Sheriff David Oman Sutherland

Sheriff of Grampian, Highland and Islands

At Dornoch



into the death of


DORNOCH, 6th March 2007

The Sheriff, having considered all the evidence adduced, Determines in terms of Section 6(1) of The Fatal Accidents and Sudden Deaths Inquiry (Scotland) Act 1976:

  • That Timothy Andrew Peter Cook, aged 35, died at approximately 11.35am on 22nd October 2004 at Meall Feith na Slataich, the broad mountain ridge 37 miles north west of Inverness, en route from Stornoway Airport to Inverness Airport.
  • That his death was caused by multiple injuries following an aircraft accident.
  • That there was no reasonable precaution whereby death might have been avoided.
  • That there were no defects in any of the systems of working which contributed to his death.
  • That consideration should be given to fitting airborne flight data and cockpit voice recording equipment on all commercial air transport.
  • That recordings be made of all military radar returns for analysis by the Department for Transport Air Accidents Investigation Branch.

Evidence was led orally or by affidavit from the following witnesses by Mr Ian Smith, Procurator Fiscal Depute, Inverness.

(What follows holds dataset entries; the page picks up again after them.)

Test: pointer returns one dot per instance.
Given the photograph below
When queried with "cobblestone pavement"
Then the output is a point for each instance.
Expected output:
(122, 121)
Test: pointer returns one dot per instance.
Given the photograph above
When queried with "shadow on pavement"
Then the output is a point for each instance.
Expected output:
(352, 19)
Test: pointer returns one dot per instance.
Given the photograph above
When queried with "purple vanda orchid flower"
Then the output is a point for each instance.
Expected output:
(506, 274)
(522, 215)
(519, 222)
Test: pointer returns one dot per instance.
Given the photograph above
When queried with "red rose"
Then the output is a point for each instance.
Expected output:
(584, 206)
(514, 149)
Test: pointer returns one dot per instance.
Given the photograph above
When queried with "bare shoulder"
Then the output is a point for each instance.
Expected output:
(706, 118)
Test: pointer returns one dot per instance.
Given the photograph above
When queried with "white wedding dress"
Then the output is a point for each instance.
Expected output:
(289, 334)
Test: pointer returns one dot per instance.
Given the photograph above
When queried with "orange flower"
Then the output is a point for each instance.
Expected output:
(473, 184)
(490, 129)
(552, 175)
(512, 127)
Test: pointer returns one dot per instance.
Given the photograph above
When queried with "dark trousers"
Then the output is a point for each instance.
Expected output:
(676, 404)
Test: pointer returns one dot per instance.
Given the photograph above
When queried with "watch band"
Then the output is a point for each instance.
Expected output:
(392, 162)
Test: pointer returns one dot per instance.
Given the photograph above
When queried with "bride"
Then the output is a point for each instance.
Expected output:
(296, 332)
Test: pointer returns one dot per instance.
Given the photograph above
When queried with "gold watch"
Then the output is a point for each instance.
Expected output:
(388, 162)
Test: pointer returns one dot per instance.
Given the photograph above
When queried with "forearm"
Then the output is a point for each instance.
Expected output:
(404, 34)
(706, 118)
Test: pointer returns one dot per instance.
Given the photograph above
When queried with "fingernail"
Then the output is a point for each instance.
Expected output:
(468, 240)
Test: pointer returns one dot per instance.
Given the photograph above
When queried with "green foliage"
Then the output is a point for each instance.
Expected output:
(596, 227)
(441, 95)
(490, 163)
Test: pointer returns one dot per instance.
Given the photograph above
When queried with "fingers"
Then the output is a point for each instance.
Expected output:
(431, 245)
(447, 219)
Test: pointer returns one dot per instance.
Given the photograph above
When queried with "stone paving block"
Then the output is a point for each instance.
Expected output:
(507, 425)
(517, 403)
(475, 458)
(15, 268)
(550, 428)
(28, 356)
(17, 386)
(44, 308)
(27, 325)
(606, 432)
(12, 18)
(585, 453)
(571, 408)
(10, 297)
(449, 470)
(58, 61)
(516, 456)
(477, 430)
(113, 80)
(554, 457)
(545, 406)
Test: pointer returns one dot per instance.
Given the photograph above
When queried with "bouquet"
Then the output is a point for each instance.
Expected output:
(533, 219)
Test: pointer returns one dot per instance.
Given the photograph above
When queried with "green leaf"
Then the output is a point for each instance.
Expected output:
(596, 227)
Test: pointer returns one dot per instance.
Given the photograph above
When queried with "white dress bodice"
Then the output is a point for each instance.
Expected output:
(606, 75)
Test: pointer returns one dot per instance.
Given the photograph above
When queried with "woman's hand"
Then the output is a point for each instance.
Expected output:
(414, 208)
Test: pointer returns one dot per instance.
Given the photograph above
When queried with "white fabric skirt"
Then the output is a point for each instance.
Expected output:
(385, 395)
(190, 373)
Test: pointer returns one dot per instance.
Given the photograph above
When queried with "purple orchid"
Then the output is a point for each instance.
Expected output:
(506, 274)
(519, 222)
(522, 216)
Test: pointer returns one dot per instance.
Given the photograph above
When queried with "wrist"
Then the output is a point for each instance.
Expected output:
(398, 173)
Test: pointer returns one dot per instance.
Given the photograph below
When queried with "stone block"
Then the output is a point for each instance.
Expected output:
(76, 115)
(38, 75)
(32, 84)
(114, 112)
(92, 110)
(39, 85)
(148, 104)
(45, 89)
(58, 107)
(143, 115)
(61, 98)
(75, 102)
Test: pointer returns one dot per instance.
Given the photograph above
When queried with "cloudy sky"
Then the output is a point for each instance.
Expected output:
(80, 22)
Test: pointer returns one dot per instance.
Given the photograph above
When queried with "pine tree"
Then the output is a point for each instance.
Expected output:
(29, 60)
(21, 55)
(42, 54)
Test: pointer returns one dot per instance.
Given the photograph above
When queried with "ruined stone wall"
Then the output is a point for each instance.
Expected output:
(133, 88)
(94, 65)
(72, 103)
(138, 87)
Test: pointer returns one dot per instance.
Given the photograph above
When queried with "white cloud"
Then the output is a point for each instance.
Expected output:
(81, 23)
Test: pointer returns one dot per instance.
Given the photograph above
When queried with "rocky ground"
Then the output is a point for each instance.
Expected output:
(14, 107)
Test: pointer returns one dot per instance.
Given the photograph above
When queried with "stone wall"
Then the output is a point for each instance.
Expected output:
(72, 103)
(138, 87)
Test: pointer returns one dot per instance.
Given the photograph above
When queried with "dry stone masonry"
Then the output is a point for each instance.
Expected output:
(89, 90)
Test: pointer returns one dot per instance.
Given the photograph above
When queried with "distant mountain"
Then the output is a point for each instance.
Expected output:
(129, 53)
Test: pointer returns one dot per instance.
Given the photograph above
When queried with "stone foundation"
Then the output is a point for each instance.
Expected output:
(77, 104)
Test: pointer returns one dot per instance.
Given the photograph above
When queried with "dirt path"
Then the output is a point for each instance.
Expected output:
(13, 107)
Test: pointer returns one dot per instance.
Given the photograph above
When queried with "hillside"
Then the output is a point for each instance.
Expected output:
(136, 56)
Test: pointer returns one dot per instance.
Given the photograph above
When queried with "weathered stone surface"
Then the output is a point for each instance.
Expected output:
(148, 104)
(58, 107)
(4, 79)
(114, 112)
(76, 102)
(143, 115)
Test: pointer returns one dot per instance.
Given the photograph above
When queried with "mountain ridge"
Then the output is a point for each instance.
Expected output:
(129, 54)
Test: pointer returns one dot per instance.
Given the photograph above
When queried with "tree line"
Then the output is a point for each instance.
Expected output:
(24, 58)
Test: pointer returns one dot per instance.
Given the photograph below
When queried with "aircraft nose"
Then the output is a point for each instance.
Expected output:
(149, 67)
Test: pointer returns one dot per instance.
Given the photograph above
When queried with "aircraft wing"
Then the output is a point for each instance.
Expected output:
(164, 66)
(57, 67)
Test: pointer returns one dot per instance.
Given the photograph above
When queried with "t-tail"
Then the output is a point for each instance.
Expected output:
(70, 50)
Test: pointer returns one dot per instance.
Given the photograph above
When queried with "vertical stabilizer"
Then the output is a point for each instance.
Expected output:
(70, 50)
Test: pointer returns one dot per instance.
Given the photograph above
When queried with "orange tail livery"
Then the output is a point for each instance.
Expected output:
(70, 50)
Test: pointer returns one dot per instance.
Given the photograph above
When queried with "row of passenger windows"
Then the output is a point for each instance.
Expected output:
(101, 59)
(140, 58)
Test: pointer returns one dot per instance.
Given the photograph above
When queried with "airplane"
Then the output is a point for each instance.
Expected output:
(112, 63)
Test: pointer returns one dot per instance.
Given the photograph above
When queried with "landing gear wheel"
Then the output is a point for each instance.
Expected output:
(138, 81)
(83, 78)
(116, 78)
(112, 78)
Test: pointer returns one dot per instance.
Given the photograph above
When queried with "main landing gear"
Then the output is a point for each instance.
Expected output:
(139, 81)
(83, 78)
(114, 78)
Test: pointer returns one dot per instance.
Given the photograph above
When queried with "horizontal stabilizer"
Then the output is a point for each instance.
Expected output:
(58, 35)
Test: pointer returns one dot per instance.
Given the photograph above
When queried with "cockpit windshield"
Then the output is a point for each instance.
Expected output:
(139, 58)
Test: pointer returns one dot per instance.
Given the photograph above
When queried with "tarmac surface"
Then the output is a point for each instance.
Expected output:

  • Dr. Mark Ashton, Consultant Pathologist, Raigmore Hospital, Inverness.
  • Craig Williamson, Operations Officer, Highland Airways, Inverness.
  • Allan Mossman, Managing Director, Highland Airways, Inverness.
  • Sarah Ann Lister, Personnel Manager, Highland Airways, Inverness.
  • David Butt, Quality Manager, Highland Airways, Inverness.
  • Peter Henk, Aircraft Handler, Highland Airways, Stornoway.
  • James Britton, Air Traffic Control Officer, Stornoway.
  • Graham John Black, Air Traffic Control Officer, Scottish Air Traffic Control Centre, Prestwick.
  • David Nevins, RAF Air Traffic Controller, Lossiemouth.
  • Ian John MacDonell, formerly head of Air Traffic Services Investigation, Scottish Oceanic Control Centre, Prestwick (now retired).
  • Donald MacRae, Stalker.
  • David Neville, Hostel owner.
  • P.C. Sheila Slaughter, Northern Constabulary.
  • Philip Taylor, Senior Inspector (Operations) Air Accidents Investigation Branch, Aldershot.
  • Peter Wivell, Senior Inspector (Radar) Air Accidents Investigation Branch, Aldershot.
  • Andrew Robinson, Senior Inspector (Engineering) Air Accidents Investigation Branch, Aldershot.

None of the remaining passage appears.